Out of four children, only one of my offspring happens to be a girl. Thank God for miracles, because I know I would not be able to handle more than that. When I was pregnant with my youngest son, I jokingly told my husband that if the baby was a girl, I would have to bargain with someone at the hospital to trade her for a boy. My daughter has given me challenges that I never imagined I would have to overcome as a mother. The standard methods of parenting have proven ineffective with her, so I am at a loss. She has always been the most difficult of all the children, but lately she has been more behaviorally challenged than usual. I just about shaved my own head out of frustration the other day when she flung the cat up to the ceiling by its tail. Yes, poor little Moon Pie. My sweet, unsuspecting cat was lying on the floor minding his own business when Thing One snatched him up by the tail and tossed him into the air. Her reason? “I want him to have fun”, she told me. “I wish someone could throw me in the air like that, but I am too heavy now.”

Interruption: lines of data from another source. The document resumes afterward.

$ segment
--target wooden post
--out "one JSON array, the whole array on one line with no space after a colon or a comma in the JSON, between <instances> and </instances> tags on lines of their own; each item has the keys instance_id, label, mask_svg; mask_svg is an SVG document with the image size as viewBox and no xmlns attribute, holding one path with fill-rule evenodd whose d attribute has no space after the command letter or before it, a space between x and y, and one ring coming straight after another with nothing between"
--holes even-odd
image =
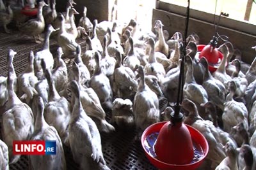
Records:
<instances>
[{"instance_id":1,"label":"wooden post","mask_svg":"<svg viewBox=\"0 0 256 170\"><path fill-rule=\"evenodd\" d=\"M244 15L245 20L249 20L250 19L250 15L252 11L252 3L253 0L248 0L247 1L246 10L245 10L245 15Z\"/></svg>"}]
</instances>

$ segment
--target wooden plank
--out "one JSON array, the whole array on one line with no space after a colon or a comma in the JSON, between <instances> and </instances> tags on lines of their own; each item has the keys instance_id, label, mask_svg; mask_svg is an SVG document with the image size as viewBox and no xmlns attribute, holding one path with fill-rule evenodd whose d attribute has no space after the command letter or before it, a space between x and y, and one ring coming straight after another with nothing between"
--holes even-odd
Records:
<instances>
[{"instance_id":1,"label":"wooden plank","mask_svg":"<svg viewBox=\"0 0 256 170\"><path fill-rule=\"evenodd\" d=\"M161 20L164 25L163 29L167 30L172 36L176 31L184 34L185 18L182 15L154 9L152 23L154 24L156 20ZM201 44L208 44L214 35L214 26L211 23L190 18L188 34L192 32L195 32L199 36ZM252 49L252 47L255 45L255 36L222 26L219 27L218 32L220 35L227 36L234 48L241 50L243 61L252 63L255 57L255 52ZM219 41L219 45L222 43L221 40Z\"/></svg>"},{"instance_id":2,"label":"wooden plank","mask_svg":"<svg viewBox=\"0 0 256 170\"><path fill-rule=\"evenodd\" d=\"M249 20L251 14L253 0L248 0L246 10L245 10L244 20Z\"/></svg>"}]
</instances>

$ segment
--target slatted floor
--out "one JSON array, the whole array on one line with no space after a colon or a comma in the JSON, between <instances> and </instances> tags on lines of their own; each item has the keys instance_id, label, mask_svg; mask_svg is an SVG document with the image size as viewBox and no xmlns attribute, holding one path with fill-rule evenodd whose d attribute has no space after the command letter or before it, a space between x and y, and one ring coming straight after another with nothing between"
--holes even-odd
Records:
<instances>
[{"instance_id":1,"label":"slatted floor","mask_svg":"<svg viewBox=\"0 0 256 170\"><path fill-rule=\"evenodd\" d=\"M0 29L0 31L2 31ZM19 75L26 68L30 50L36 52L42 48L42 45L31 42L25 36L20 35L18 31L13 31L8 34L2 32L3 31L0 32L0 75L7 75L7 52L10 48L17 52L13 59L13 66L17 74ZM81 45L82 50L84 49L86 45L84 41L79 39L77 41ZM53 53L56 53L57 45L55 41L51 41L50 48ZM108 115L108 119L109 118L109 115ZM156 169L144 155L140 143L136 141L136 134L134 129L124 132L116 129L113 134L101 135L103 154L109 168L113 170ZM67 169L79 169L78 165L72 157L70 150L65 148L65 151ZM28 169L28 158L22 156L17 163L10 166L10 169Z\"/></svg>"}]
</instances>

Of course her behavior resulted in a time out. She is always sent to the same corner in the dining room and upon close inspection, I made a horrific discovery: her way of retaliating for being placed into time out is by wiping boogers on the wall. How did I not see this before mural of solidified nose drippings before? I could see where booger itself was pasted, trailed by what must have been snot. I almost cleaned the wall myself, until I remembered what I read in my many parenting books about helping a child understand the consequences of their actions. So I filled a bucket with soapy water, handed her a sponge, and told her to hop to it. There was no way I was eating another meal in that dining room with that nastiness on the wall.

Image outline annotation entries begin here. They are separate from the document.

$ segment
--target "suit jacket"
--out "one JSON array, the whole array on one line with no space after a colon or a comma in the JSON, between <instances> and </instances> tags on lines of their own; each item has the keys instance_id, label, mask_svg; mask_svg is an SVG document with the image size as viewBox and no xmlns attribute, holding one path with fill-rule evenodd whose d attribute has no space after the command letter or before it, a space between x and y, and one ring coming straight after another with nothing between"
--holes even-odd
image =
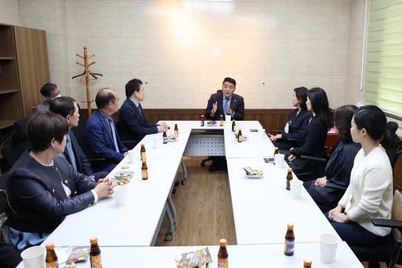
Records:
<instances>
[{"instance_id":1,"label":"suit jacket","mask_svg":"<svg viewBox=\"0 0 402 268\"><path fill-rule=\"evenodd\" d=\"M82 151L80 145L78 145L78 142L76 138L76 135L71 130L69 131L69 135L70 135L70 140L71 140L71 147L73 149L73 153L74 153L74 156L76 158L76 165L77 166L77 171L80 173L82 173L86 176L92 176L94 175L94 171L92 171L92 169L91 168L91 163L87 159L87 156ZM67 152L67 149L64 149L64 152L63 153L66 159L70 163L70 165L73 165L71 162L71 158Z\"/></svg>"},{"instance_id":2,"label":"suit jacket","mask_svg":"<svg viewBox=\"0 0 402 268\"><path fill-rule=\"evenodd\" d=\"M212 106L218 101L218 108L216 112L213 117L211 117L211 111L212 110ZM244 119L244 99L243 97L234 94L231 95L231 101L230 101L230 108L234 111L234 117L232 118L235 120L243 120ZM223 120L225 119L223 112L223 93L215 93L211 95L208 100L207 109L205 109L205 118L211 120L220 120L220 115L223 115Z\"/></svg>"},{"instance_id":3,"label":"suit jacket","mask_svg":"<svg viewBox=\"0 0 402 268\"><path fill-rule=\"evenodd\" d=\"M107 162L103 163L101 167L94 167L96 171L110 172L124 158L123 153L128 150L120 140L116 126L114 132L119 152L114 149L114 142L109 123L106 122L99 110L96 110L87 121L84 129L82 150L89 158L105 158L107 160Z\"/></svg>"},{"instance_id":4,"label":"suit jacket","mask_svg":"<svg viewBox=\"0 0 402 268\"><path fill-rule=\"evenodd\" d=\"M10 206L6 204L6 215L10 227L21 232L51 233L64 217L95 201L91 192L96 186L95 181L75 171L62 153L53 161L55 166L44 166L27 150L10 171ZM67 198L61 181L71 191L71 198Z\"/></svg>"},{"instance_id":5,"label":"suit jacket","mask_svg":"<svg viewBox=\"0 0 402 268\"><path fill-rule=\"evenodd\" d=\"M292 160L297 167L311 171L317 170L317 163L314 160L301 159L301 156L312 156L325 158L324 149L328 133L328 127L317 116L311 118L306 127L304 134L304 145L293 148L290 153L298 158Z\"/></svg>"},{"instance_id":6,"label":"suit jacket","mask_svg":"<svg viewBox=\"0 0 402 268\"><path fill-rule=\"evenodd\" d=\"M134 148L146 135L158 133L156 124L148 121L143 112L140 114L139 108L129 98L124 101L120 108L116 127L123 141L134 141L126 144L129 149Z\"/></svg>"}]
</instances>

Yelling at my daughter is futile. My rants go in one ear and out the other. She has this amazing gift of selective hearing, so my approach with her has to be different than it is with the boys. I asked her to sit down next to me when she was finished with her cleaning. Then I talked to her about the bad little girl who apparently snuck into my good little girl’s place. I told her that the bad version was not my favorite, and asked her if she could go find the good one because I missed her terribly. “I’ll try”, she promised. “But the good Yasmeen is very shy and doesn’t like to come out that much.”